As per the company’s latest guidance, Chesapeake expects its 2018 total production level to grow by ~3% Y-o-Y. The company is relatively more optimistic about its crude oil production output. Total crude oil output in 2018 is expected to grow by 5% Y-o-Y. Additionally, the extension of OPEC and non-OPEC allies’ oil production cuts are likely to continue and support global oil prices in 2018. This should result in the company’s oil segment to be the largest revenue driver in 2018. With expected crude oil sales volume of 95.55 mbbl/day and expected average price of $60.22/ bbl, we arrive at total crude oil revenue estimate of $2.1 billion for 2018. This suggests an annual revenue growth rate of 24% in the company’s oil segment.

Similar macroeconomic factors are expected to support natural gas prices in the current year. However, the growth rate in the prices of natural gas is not expected to be as significant as that for oil. With an expected natural gas sales volume of 2454 mmcf/day and expected price of $2.84/ mcf, Chesapeake’s total natural gas revenue is likely to hit $2.5 billion in 2018.

Total NGLs sales revenue and Marketing, Gathering & Compression revenue is expected to subside at $493 million and $4.6 billion, respectively. This gives us an estimate of $9.7 billion total revenue in 2018 for the company.

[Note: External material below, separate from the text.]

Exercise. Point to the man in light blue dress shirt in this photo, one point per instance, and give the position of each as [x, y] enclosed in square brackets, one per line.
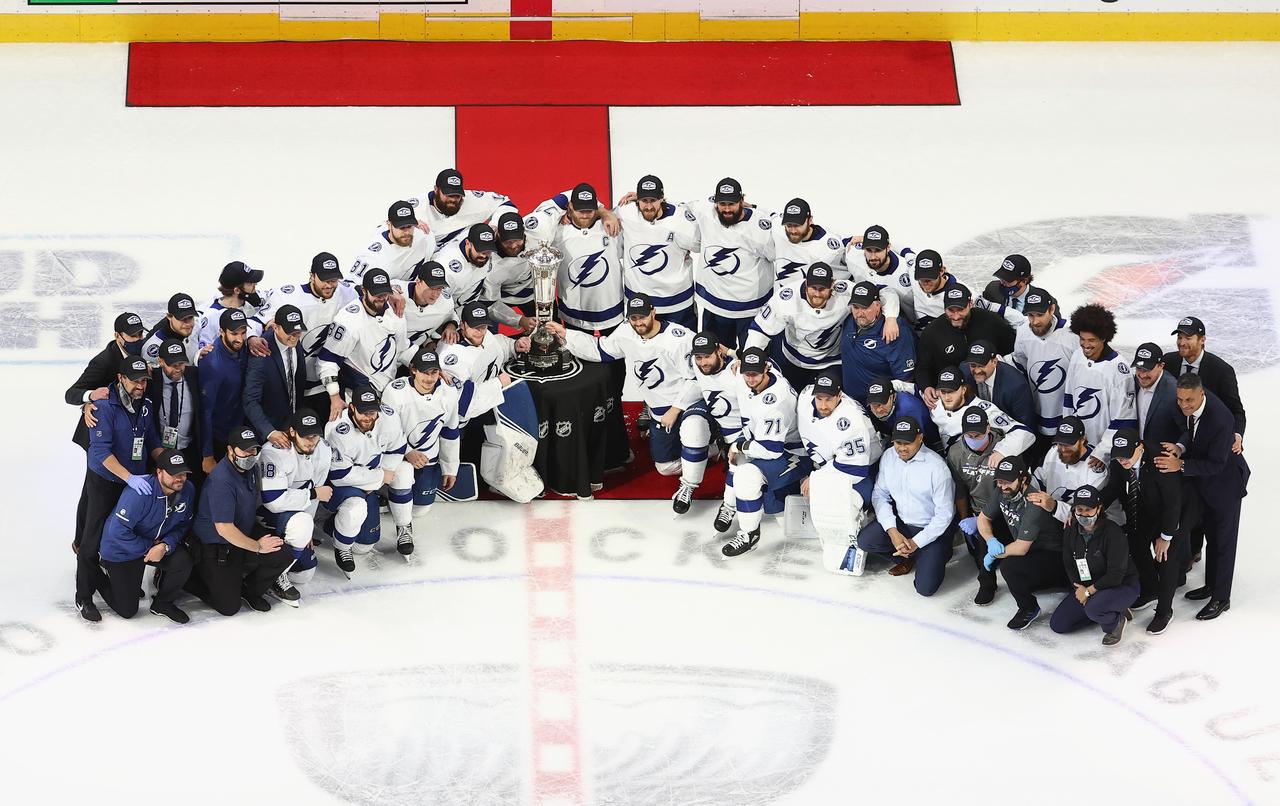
[914, 500]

Thus, on the basis of our forecast, we expect the company to report a Y-o-Y annual revenue growth rate of 7% in 2018, a fair recovery from the downturn experienced by the company in 2016. Our price estimate for the company is $4.31, ~30% higher than the current market price. Outperformance is expected with an expectation of a significant recovery in oil prices throughout 2018.